Agricultural Irrigation with Effluent – What should we be Worried About? – Pages 32-39

Agricultural Irrigation with Effluent – What should we be Worried About?

Pages 32-39

Dror Avisar and Gefen Ronen-Eliraz

The Water Research Center, Hydrochemistry Research Group, School of Earth Sciences, Faculty of Exact Sciences, Tel Aviv University, Tel Aviv 69978, Israel

Abstract: Policy regarding effluent water and reclamation aims to prevent environmental pollution while proposing an alternative water resource. Water makes up 99–99.9% of raw wastewater. Thus extracting organic and inorganic matter from water is a must. Worldwide, but especially in developed countries, great effort has been made to reuse wastewater, and it is becoming a reliable alternative source. Israel is the world leader in water reuse, allocating 85% of effluent water for agricultural irrigation. As such, it constitutes a “living laboratory” in which to study the implications of the intensive use of treated wastewater for agricultural irrigation, leading to research and legislation regarding effluent quality and regulation. Effluent produced in Israel is subject to severe regulations and standards and is considered suitable for every use except drinking water. It is mostly allocated for agricultural irrigation with no restrictions. The irrigated lands are close to natural water sources, and therefore water leaching from the fields infiltrate those sources, becoming part of the water cycle.
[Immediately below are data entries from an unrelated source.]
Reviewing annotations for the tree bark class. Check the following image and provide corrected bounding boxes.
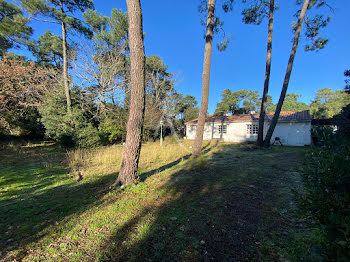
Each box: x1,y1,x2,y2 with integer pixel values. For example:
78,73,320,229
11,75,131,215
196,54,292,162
115,0,145,185
60,1,71,114
192,0,215,156
264,0,310,147
258,0,275,147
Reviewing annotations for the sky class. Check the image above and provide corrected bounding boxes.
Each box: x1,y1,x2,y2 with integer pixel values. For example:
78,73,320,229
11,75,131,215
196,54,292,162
13,0,350,113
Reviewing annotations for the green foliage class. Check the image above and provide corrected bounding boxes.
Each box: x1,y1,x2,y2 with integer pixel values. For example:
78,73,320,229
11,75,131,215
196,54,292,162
39,87,101,148
98,118,126,144
28,30,64,67
296,138,350,261
292,0,332,51
214,89,259,115
344,70,350,94
310,88,350,118
334,104,350,139
311,126,333,146
267,94,310,112
0,0,33,56
21,0,94,37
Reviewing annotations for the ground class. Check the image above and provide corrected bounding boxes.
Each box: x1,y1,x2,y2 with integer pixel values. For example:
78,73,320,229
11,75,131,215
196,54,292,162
0,140,317,261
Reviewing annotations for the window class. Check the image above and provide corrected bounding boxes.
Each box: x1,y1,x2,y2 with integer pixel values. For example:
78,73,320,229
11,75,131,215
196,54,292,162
219,125,227,134
247,125,259,135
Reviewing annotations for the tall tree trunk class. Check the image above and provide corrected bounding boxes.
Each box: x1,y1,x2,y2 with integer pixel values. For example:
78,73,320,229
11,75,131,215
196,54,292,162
192,0,215,156
115,0,145,185
60,1,71,114
258,0,275,147
264,0,310,147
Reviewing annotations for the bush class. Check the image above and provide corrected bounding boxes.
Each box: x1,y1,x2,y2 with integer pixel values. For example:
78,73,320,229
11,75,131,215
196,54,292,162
311,126,334,146
296,141,350,261
39,85,101,148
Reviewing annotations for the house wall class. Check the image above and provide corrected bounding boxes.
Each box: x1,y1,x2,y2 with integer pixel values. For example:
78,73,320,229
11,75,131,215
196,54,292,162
186,121,311,146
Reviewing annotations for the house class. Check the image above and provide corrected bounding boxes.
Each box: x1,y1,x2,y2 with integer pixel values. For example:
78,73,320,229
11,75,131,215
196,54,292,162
185,110,311,146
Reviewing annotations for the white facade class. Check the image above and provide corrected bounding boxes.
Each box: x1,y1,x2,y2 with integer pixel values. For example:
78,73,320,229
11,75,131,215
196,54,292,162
185,120,311,146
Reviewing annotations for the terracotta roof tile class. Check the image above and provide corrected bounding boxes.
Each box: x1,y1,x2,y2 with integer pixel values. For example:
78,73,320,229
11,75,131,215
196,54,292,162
186,110,311,124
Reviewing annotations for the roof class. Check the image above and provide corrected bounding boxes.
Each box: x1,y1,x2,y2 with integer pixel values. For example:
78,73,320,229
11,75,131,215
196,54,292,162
186,110,311,124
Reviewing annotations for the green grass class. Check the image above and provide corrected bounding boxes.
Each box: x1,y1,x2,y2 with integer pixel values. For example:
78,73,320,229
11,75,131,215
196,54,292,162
0,141,321,261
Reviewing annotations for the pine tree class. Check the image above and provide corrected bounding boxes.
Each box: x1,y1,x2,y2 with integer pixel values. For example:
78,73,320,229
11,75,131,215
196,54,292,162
28,30,64,68
192,0,215,156
0,0,33,56
264,0,330,147
115,0,145,185
21,0,93,113
264,0,310,146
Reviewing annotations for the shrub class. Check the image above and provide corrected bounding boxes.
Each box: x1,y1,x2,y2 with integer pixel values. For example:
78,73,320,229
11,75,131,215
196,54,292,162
39,85,101,148
296,141,350,261
311,126,334,146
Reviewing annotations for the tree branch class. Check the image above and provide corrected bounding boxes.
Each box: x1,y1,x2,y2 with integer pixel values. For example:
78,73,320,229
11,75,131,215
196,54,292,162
29,16,61,25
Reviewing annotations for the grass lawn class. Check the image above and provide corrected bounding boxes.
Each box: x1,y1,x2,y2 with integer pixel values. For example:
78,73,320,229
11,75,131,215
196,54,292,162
0,141,317,261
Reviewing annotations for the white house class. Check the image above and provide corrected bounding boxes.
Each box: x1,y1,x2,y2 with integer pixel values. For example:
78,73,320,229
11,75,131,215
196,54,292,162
185,110,311,146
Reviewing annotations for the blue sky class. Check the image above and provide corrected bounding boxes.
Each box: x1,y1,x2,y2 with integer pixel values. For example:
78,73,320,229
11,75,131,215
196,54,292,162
15,0,350,113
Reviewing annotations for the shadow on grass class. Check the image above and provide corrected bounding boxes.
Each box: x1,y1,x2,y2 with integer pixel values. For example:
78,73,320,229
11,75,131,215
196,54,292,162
140,142,218,182
0,145,115,255
99,145,293,261
0,143,219,255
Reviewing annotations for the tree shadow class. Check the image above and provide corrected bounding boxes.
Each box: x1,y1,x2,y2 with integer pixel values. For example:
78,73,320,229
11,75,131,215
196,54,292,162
0,145,116,255
101,145,296,261
139,141,218,182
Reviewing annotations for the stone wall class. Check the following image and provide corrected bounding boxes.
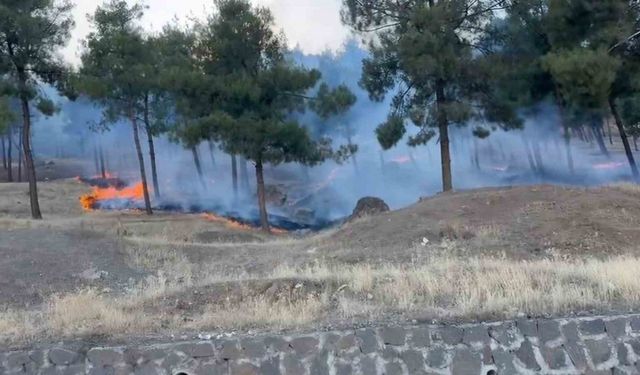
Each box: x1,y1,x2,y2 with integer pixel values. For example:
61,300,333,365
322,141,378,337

A group of persistent and toxic nano- and micro-organic contaminants, including pharmaceutical residues, flows to water-treatment plants from hospitals, industry, agriculture and especially the domestic sector. These contaminants’ chemical structure, characterized by aromatic rings and double bonds, makes them especially persistent; they are resistant to conventional biological treatment, used as a secondary treatment. As a result, the effluent that leaves the treatment plants, which is considered to be of high quality, actually contains pharmaceutical residues. After secondary and tertiary treatment, these persistent chemical residues can still be found in surface water, groundwater and agricultural products. Pharmaceutical residues in effluent allocated for agricultural irrigation are undesirable. Expansion of the monitoring system for those contaminants, improvement of the tertiary treatment, and implementation of advanced technologies for decomposition and removal of pharmaceutical contaminants are thus needed.

Keywords: Chemical stability, Water cycle, Biological degradation, Pharmaceutical residues, Effluent.